Talking to men in elevators

elevator1

Hokay. Reviews are in from my last two forays:

“Aww, I was so sad after reading it.” – co-worker

“THAT was depressing …”  – close friend

“You left that cafe too soon!!!” – Florida resident

“You need to pick better venues.” – dating coach

So today, dear readers, I bring you something fun, light and random: I talked to two guys in the elevators of the San Francisco Public Library.

Why I was there is not relevant at this point. I’m a journalist by training, and I am researching something.

Meet-cute with guy #1

I enter on the west side of the Main Branch of the library. In the elevator, I press “5” as this is the floor I need. Young man in blue shirt, khakis, battered briefcase and glasses gets on with me and presses “6.”

I’m feeling flirty.

“What’s on six?”

Cute khaki glasses guy explains that he is researching historical information for his architectural firm. I say something about that being cool.

DING! Floor five. I saunter off and he saunters with me.

I’m confused, but still feeling friendly: “Didn’t you say you were going to the sixth floor?”

“Oh gosh, yes!” Back on the elevator he goes.

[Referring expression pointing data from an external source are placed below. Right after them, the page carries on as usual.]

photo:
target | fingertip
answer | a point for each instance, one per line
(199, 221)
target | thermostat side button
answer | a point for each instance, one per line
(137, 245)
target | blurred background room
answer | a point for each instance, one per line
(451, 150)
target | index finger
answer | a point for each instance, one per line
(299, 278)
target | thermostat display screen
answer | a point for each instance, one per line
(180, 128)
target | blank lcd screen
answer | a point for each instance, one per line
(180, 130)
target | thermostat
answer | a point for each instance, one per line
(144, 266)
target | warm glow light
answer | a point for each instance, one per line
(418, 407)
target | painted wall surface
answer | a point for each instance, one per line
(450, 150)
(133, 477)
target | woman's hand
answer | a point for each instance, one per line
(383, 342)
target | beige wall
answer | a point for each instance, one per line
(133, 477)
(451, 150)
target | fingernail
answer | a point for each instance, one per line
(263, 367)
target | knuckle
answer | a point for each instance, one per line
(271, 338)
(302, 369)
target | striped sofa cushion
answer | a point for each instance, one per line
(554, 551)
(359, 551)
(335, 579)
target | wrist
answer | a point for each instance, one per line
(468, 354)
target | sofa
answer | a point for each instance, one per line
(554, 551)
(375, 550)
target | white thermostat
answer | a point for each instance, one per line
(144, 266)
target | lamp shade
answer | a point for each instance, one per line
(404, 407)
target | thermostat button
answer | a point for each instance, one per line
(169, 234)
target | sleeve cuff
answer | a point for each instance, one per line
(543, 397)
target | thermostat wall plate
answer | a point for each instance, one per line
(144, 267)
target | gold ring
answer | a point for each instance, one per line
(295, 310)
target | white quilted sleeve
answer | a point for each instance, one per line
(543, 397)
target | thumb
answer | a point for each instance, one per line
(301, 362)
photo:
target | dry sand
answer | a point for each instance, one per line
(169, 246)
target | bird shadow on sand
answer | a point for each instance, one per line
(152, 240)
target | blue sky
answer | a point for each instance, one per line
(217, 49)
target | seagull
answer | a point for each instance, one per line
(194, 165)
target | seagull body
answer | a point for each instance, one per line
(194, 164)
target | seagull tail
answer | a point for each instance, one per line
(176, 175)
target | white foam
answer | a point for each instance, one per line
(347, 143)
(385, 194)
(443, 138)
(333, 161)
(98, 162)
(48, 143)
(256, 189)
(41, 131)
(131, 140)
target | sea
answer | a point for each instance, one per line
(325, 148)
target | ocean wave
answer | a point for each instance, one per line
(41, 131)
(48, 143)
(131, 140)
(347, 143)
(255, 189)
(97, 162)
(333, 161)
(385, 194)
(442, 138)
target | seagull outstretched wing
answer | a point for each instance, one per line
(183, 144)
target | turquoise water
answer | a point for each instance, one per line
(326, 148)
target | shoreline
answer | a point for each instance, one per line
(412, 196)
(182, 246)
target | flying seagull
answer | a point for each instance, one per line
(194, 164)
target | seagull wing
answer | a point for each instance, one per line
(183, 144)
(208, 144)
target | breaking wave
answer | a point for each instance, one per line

I head to the main desk of Floor Five of the SFPL. I tell the nice man behind the desk what I am looking for. He promptly tells me I need to go to floor six.

You will NOT believe who I run into on floor six.

There he is, Khakis-Glasses-Cute-Guy is at the floor six desk, getting pertinent info on his historical endeavor. I’m now standing behind him and he looks back at me.

Okay, so I established a slight flirtation with this (way too young) guy previously so I have to admit to him this is kinda funny so I say, “Looks like *I’m* the one who got off on the wrong floor!”

Let’s pause to remember that we are at a Public Library. Stern women are looking down their reading glasses at us. We are giving over our state-issued identifications and signing some agreements to Remain Silent while visiting.

It kinda harshes the vibe. He smiles, goes to the microfiche, I go to the other side of the room.

Two hours later, I am knee-deep into not finding the historical San Francisco text I am looking for, and khaki-clad-architect-guy is long gone.

“The Library is closing in 30 minutes.”

Eh. I can try to find my piece of history another time.

I go back to the counter, get my stuff back, receive an admonition for not having my library card with me, and get on the elevator.

And now, a new guy is there. And he’s having trouble with the buttons.